Diría incluso que mientras más pasan los años, más se enaltecen esas viejas glorias. Las pocas que hay, por muy incomprobables que sean. Y no falta el momento en que aparece una suerte de disputa generacional: "Ustedes no son tan piyos como éramos nosotros. Ustedes son blanditos, tienen todo servido. No seas trolo, man".
¿Qué pasa cuando a ese cóctel explosivo le sumamos la complicidad propia de ciertos sectores sociales, la forma corporativa en la que se defienden, y las prácticas (deportivas y periodísticas) que naturalizan la violencia?
Mientras pensaba en esto, Vicky también lo pensaba.
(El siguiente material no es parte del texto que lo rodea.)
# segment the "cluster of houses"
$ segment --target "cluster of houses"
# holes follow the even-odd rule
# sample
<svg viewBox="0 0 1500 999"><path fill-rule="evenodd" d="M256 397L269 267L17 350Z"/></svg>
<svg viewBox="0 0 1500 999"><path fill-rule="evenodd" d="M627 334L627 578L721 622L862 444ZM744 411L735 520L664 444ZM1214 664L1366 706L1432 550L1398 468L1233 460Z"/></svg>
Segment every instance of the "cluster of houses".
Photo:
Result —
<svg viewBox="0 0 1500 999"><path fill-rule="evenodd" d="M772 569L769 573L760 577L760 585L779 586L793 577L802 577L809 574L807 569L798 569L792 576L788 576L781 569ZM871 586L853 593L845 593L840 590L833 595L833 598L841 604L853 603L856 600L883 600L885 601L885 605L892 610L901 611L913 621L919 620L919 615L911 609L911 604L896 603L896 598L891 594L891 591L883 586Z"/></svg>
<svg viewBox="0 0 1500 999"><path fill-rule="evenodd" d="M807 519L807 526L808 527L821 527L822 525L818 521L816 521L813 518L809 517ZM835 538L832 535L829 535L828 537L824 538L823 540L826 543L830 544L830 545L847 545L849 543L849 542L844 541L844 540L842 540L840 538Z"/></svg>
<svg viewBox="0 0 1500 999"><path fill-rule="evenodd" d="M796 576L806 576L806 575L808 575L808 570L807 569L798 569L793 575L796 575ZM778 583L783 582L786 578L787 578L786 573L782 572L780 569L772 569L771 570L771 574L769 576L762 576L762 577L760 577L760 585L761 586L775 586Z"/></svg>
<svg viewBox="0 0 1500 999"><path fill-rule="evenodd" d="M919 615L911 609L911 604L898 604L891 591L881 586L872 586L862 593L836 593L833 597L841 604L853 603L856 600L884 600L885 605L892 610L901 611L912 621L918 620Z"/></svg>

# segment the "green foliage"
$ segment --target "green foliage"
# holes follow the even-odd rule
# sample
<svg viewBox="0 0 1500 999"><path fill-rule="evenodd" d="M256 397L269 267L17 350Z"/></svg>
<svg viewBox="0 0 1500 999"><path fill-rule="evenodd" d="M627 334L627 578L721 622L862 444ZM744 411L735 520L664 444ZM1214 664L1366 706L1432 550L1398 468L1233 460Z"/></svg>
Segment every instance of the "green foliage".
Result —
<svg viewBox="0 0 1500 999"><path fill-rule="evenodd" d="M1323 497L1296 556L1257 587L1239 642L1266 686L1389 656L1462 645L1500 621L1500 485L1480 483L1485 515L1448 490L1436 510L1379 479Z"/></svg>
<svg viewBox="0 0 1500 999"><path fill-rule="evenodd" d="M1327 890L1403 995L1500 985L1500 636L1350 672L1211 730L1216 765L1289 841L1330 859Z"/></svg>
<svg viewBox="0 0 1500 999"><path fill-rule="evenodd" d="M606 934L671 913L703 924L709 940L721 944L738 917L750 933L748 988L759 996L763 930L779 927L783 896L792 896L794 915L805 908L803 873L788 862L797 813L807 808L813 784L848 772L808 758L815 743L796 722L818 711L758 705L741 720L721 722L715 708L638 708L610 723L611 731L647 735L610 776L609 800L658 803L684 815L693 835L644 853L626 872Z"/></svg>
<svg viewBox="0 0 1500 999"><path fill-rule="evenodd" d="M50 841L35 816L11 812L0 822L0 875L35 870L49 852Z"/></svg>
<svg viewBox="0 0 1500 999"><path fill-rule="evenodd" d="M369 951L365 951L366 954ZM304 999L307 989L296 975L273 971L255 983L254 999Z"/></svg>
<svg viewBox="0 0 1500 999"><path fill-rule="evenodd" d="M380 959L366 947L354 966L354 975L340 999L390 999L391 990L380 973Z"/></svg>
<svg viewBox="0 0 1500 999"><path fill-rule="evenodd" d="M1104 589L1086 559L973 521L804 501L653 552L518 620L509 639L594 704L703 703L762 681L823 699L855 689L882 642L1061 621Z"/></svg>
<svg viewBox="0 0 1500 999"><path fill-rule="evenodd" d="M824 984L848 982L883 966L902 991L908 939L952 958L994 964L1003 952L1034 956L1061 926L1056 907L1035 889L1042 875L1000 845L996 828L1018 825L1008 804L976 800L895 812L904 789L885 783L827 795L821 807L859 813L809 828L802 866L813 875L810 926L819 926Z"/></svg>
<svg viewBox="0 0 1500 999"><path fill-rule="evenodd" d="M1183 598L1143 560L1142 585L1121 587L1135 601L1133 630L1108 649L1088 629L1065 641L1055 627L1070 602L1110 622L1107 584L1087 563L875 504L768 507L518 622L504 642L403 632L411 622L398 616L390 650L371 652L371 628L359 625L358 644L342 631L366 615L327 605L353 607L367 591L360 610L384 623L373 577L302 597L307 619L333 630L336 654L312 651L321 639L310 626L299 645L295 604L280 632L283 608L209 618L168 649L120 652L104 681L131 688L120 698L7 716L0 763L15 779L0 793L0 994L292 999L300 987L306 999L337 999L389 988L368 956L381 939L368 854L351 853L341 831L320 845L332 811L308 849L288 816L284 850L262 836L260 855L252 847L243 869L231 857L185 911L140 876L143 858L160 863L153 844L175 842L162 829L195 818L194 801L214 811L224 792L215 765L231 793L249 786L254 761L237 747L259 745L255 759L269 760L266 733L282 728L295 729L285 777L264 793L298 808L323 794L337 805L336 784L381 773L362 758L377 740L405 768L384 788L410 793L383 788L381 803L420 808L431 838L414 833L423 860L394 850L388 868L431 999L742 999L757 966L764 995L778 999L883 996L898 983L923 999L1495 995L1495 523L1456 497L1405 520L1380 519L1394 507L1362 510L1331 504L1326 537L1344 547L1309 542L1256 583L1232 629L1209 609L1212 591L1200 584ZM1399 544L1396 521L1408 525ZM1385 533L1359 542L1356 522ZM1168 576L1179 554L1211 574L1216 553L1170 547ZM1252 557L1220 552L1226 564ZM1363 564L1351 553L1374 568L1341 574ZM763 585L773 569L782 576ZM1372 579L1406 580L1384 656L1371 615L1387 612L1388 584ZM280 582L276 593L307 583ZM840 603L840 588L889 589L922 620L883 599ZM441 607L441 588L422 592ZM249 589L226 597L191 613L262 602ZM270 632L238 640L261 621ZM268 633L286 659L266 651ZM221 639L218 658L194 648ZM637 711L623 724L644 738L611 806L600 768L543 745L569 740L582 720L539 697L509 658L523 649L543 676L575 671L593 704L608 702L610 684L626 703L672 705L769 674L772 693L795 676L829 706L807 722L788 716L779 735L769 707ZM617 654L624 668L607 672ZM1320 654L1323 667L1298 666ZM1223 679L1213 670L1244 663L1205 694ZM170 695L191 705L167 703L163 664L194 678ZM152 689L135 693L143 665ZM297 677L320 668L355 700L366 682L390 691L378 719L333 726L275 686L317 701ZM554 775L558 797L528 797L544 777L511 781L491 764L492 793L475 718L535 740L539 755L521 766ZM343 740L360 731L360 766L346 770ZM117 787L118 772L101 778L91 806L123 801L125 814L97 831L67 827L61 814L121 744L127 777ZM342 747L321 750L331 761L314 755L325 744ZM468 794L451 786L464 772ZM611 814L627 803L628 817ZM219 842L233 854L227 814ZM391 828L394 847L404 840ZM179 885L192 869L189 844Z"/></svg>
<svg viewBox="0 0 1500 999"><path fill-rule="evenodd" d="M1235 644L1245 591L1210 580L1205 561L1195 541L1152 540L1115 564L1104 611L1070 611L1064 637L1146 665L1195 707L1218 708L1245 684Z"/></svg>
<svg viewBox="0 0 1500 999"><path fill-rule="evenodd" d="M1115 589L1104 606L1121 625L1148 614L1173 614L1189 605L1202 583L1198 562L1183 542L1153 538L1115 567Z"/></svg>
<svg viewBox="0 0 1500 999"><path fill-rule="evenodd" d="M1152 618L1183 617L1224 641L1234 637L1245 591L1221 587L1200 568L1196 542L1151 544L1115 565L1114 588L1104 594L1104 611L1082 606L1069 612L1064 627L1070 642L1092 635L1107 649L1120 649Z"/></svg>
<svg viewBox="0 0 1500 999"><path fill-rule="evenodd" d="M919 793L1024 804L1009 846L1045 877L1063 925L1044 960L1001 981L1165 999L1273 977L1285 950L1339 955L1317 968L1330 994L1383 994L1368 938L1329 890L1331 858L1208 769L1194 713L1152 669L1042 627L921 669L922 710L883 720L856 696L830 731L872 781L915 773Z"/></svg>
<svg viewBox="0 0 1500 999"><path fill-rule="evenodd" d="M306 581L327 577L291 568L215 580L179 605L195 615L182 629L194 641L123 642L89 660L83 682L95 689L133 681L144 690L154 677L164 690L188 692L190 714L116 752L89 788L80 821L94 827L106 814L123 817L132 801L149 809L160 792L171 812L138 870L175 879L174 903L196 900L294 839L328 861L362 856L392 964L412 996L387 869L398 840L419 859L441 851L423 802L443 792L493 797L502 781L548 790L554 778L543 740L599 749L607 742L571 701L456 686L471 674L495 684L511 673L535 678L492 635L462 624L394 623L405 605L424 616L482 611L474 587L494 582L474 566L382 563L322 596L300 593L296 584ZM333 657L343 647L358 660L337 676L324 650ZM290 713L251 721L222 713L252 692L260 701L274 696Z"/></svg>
Y quizás hay algo en la sinergia que se genera entre quienes intentamos entender por qué pasan estas cosas que me consuela un poco. (Un poco, de todas formas).
El pacto entre caballeros, por la Referenta del Glitter
Soy de los pibes del fondo, de los adicto' al quilombo*
*Letra by Duki, filósofo contemporáneo.
Vicky concluye su reflexión con un concepto superador a todo lo que dijo el pseudo especialista en la tele: "La matriz de la violencia machista está tan presente que no la podemos ver. Lo que mató a Fernando mata pibas, marikas y travas, viola niñxs y arruina al mundo todos los días un poquito más. Y no, no es el rugby. No es un deporte en particular. Es todo lo que hacemos cuando, socialmente, hacemos a un varón".
La matriz, como dice Vicky, se nutre de todo eso que creemos inofensivo. De la música que escuchamos, las películas y series que miramos, los discursos que solapadamente recibimos y consumimos, las cosas de las que nos reímos y las frases y lugares comunes de los que a veces, por pura pereza, no intentamos salir.
No creo que exista mucho más para agregar. Hay que terminar con la violencia como la única herramienta de reivindicación, de reconocimiento, de reputación. No pueden ser la picardía y la violencia desmedidas dos variables que nos ayuden a acumular cierto sentido de prestigio social. Ni en una cancha, ni en un aula, ni a la salida de un boliche.
No intentes superar la anécdota, man.